The Energy Food program initiated in eighties in Karnataka and other states, which offered a shelf-stable, highly balanced and nutritious food with 16% proteins and 350 kC energy, was unceremoniously dumped in favor of 'hot' meals scheme, promoted by many vested interests in the country. There is a nexus amongst private suppliers, government bureaucrats, education department officials and the teaching staff to perpetuate this myth that children like only hot meals, ignoring the consequences of opting for such a large logistical nightmare in putting into practice the concept country-wide. The intrinsic dangers like inadequate infrastructure, primitive conditions that exist in almost all schools, lack of commitment on the part of the teachers, lax overseeing, enormous variations in quality, safety, and nutritional value etc are conveniently ignored with frequent food poisoning cases reported from these schools.

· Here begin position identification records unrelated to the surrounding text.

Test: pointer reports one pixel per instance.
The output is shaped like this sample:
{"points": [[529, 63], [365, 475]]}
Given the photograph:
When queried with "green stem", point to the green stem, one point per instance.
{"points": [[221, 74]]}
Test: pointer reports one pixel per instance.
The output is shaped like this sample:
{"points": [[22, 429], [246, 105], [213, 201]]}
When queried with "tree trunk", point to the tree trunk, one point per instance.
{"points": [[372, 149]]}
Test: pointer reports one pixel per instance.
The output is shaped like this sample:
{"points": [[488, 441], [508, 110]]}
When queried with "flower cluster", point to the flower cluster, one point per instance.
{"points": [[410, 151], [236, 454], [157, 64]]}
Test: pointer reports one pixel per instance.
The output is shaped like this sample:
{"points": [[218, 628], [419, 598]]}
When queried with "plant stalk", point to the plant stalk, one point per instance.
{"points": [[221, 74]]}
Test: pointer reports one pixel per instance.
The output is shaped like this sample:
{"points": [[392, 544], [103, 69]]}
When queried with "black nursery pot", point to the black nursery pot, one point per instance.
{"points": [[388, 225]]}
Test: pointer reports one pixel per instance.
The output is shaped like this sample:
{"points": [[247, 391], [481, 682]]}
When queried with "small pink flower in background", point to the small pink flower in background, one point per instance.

Why it is not possible to evolve a dozen variations of processed foods suitable for consumption by the school children and provide varieties by rotation every day? It is time for the Supreme Court to intervene again to direct the government to ban cooking of foods in school premises and run the scheme only on processed foods. The charade that goes on in the name of the children and extensive pilferage and corruption which is an inevitable part of the present program must be stopped immediately.
If the schools and the education departments are dead against processed foods, why not dole out money directly to the children's families if the attendance is more than 70% in a month? Government must understand that in a country like India micro management of every family is neither desirable nor feasible. It will be some thing like the old age pension scheme and this can be called "Child Development Assistance". Let us not vitiate the learning atmosphere in a school room with food cooking, littering and spread of diseases!